Analysis: Politics will hinder work on Kansas schools plan

TOPEKA, Kan. (AP) – Election-year politics will hinder efforts by Kansas officials to comply with a state Supreme Court demand for a new, fairer public school funding law that also significantly boosts spending.

Finding a solution that satisfies the court next year will force the Republican-controlled Legislature and soon-to-be GOP Gov. Jeff Colyer to consider a second big tax increase in as many years. An alternative would be big spending cuts in other parts of state government, which many lawmakers find equally unpalatable.

Colyer, now the lieutenant governor awaiting Republican Gov. Sam Brownback’s departure for an ambassador’s post, is running for a full, four-year term for governor next year in a crowded GOP primary field. Taxes will be a key issue – putting pressure on GOP lawmakers to avoid another big hike.

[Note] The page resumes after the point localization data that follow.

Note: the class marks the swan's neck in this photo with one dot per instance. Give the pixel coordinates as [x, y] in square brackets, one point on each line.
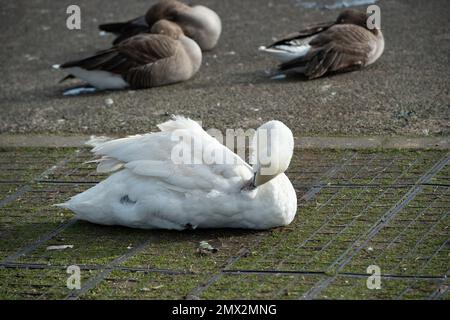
[260, 179]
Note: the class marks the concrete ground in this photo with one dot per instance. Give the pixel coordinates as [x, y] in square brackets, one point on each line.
[371, 163]
[406, 92]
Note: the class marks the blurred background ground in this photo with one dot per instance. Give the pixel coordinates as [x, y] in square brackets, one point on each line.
[406, 92]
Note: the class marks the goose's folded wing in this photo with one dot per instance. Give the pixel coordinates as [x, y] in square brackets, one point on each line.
[338, 48]
[144, 51]
[125, 30]
[302, 34]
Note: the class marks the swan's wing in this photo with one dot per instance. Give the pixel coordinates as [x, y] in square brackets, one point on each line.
[150, 153]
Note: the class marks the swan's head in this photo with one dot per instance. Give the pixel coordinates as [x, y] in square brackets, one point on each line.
[273, 146]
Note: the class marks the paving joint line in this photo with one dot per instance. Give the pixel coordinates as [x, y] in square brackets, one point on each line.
[383, 221]
[42, 239]
[24, 189]
[96, 279]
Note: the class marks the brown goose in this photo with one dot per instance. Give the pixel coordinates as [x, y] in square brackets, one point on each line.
[344, 45]
[198, 22]
[142, 61]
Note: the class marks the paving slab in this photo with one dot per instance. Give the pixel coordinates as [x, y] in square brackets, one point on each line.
[356, 208]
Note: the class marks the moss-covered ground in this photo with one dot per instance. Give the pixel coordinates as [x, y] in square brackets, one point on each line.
[366, 209]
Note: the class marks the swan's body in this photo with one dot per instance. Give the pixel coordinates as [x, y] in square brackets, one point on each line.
[152, 191]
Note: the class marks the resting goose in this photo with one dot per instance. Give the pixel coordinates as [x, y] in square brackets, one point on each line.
[344, 45]
[151, 187]
[142, 61]
[198, 22]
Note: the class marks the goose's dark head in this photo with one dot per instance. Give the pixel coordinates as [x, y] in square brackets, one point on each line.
[356, 18]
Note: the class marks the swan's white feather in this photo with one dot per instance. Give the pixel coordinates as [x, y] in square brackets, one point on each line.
[151, 191]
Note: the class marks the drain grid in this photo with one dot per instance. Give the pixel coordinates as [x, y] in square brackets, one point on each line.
[355, 209]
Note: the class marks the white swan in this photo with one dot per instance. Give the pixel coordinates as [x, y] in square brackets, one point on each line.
[151, 190]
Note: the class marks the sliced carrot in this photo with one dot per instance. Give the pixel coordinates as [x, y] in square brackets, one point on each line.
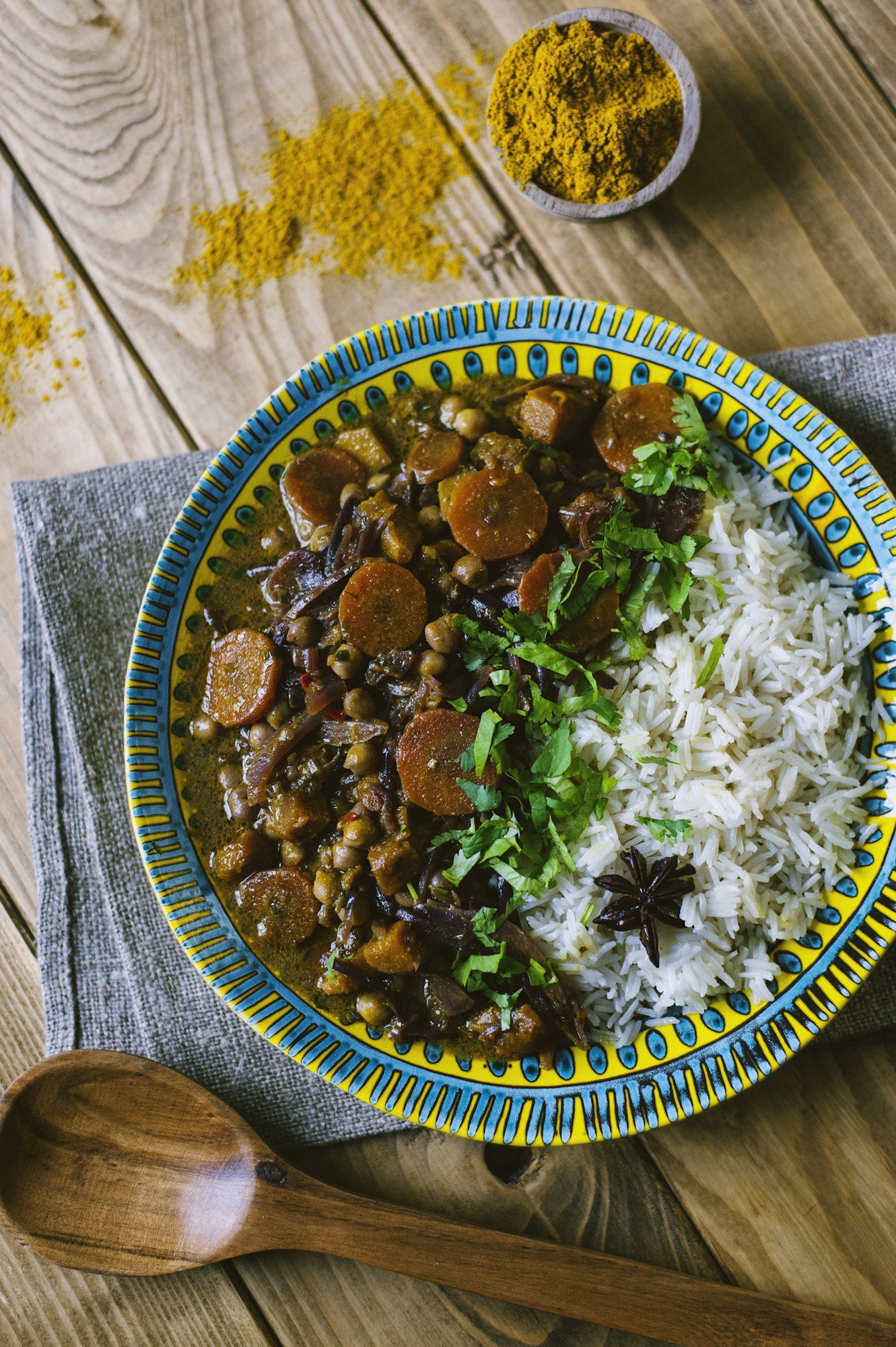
[244, 671]
[382, 608]
[536, 584]
[555, 416]
[497, 514]
[435, 457]
[631, 418]
[280, 906]
[428, 766]
[314, 482]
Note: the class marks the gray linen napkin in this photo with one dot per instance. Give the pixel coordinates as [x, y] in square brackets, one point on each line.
[110, 973]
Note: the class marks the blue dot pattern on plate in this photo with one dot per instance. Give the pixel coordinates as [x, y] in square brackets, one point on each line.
[738, 424]
[598, 1059]
[820, 507]
[758, 437]
[657, 1046]
[852, 556]
[710, 406]
[506, 362]
[687, 1032]
[564, 1063]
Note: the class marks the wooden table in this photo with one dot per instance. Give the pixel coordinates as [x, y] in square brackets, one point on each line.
[114, 119]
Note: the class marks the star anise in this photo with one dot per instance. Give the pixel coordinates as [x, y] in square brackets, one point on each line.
[650, 896]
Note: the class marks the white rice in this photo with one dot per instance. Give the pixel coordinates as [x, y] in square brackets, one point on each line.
[766, 770]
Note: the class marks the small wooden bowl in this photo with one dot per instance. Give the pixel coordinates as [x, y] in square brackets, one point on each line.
[619, 21]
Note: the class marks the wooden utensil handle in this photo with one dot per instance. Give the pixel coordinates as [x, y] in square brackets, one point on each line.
[595, 1287]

Taxes also are a tough issue for Democrats, even though their political base argues that schools remain under-funded despite extra dollars approved earlier this year. Embracing another tax increase too eagerly could alienate independent and Republican voters they need to win the governor’s and legislative races. All 125 House members are up for election in 2018.

“Any solution is going to be very difficult,” said state Sen. Rick Billinger, a Goodland Republican who serves on the Senate budget committee. “I don’t see an easy path in any form.”

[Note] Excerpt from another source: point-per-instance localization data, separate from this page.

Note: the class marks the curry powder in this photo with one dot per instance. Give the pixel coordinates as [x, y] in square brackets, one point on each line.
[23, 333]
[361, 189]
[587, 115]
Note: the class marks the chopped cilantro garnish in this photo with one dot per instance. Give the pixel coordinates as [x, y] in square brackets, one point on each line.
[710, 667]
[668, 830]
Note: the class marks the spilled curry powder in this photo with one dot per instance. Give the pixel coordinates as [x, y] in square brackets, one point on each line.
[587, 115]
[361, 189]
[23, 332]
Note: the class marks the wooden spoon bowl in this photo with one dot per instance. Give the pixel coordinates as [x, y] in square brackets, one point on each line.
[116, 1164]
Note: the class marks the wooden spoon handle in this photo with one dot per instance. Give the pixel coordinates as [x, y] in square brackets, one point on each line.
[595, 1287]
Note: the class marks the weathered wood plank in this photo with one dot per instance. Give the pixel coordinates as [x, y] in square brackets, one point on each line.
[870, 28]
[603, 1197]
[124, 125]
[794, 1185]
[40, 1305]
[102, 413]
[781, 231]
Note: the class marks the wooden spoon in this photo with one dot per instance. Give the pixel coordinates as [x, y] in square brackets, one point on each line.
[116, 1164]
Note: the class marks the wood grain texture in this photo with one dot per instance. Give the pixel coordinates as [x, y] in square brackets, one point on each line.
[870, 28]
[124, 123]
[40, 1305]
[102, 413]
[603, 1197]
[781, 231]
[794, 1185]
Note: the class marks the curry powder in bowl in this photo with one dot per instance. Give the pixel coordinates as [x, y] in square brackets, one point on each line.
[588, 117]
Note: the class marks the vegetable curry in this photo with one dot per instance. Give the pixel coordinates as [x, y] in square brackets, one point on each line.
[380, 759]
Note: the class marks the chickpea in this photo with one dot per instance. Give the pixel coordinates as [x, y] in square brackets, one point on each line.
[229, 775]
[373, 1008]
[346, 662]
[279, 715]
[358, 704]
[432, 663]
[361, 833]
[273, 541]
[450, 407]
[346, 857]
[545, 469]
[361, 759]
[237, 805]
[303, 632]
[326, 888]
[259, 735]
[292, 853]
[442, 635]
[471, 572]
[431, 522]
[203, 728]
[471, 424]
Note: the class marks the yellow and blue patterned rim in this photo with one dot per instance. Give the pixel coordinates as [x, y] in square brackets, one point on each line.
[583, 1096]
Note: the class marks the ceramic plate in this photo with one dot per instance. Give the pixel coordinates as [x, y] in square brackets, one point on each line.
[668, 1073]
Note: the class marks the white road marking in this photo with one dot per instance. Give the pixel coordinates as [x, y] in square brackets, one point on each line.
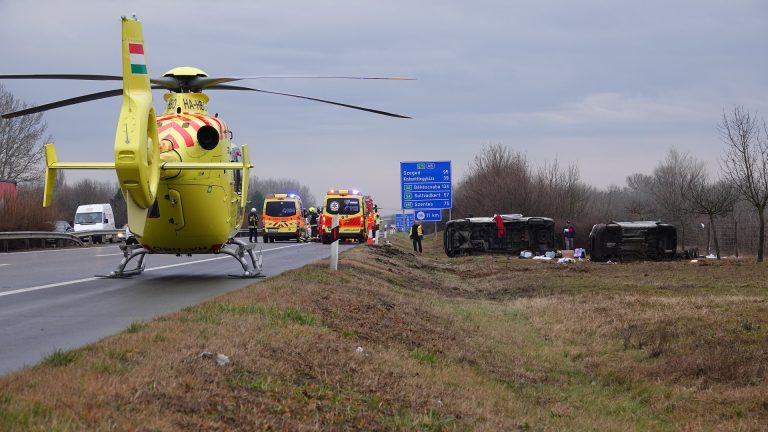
[72, 282]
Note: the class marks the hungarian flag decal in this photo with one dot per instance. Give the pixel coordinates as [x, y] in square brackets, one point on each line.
[138, 63]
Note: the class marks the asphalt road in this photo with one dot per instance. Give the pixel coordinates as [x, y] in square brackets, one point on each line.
[50, 299]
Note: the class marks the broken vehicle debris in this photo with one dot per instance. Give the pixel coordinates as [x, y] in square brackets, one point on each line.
[626, 241]
[485, 235]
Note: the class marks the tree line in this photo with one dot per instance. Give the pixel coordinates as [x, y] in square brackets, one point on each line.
[725, 203]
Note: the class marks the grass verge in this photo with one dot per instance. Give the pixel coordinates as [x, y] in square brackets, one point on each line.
[422, 342]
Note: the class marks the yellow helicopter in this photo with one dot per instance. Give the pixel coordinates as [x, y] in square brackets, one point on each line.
[184, 182]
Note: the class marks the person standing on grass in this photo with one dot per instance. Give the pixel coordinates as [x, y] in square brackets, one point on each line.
[253, 225]
[416, 235]
[568, 234]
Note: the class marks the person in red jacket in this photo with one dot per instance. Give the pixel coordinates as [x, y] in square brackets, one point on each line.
[499, 226]
[568, 234]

An education funding law approved in June phased in a $293 million increase in aid to public schools over two years, bringing it to $4.3 billion annually. Legislators increased individual income taxes to raise $1.2 billion over two years, rolling back the tax cuts enacted in 2012 and 2013 as part of Brownback’s fiscal “experiment,” both to balance the budget and provide extra dollars for schools.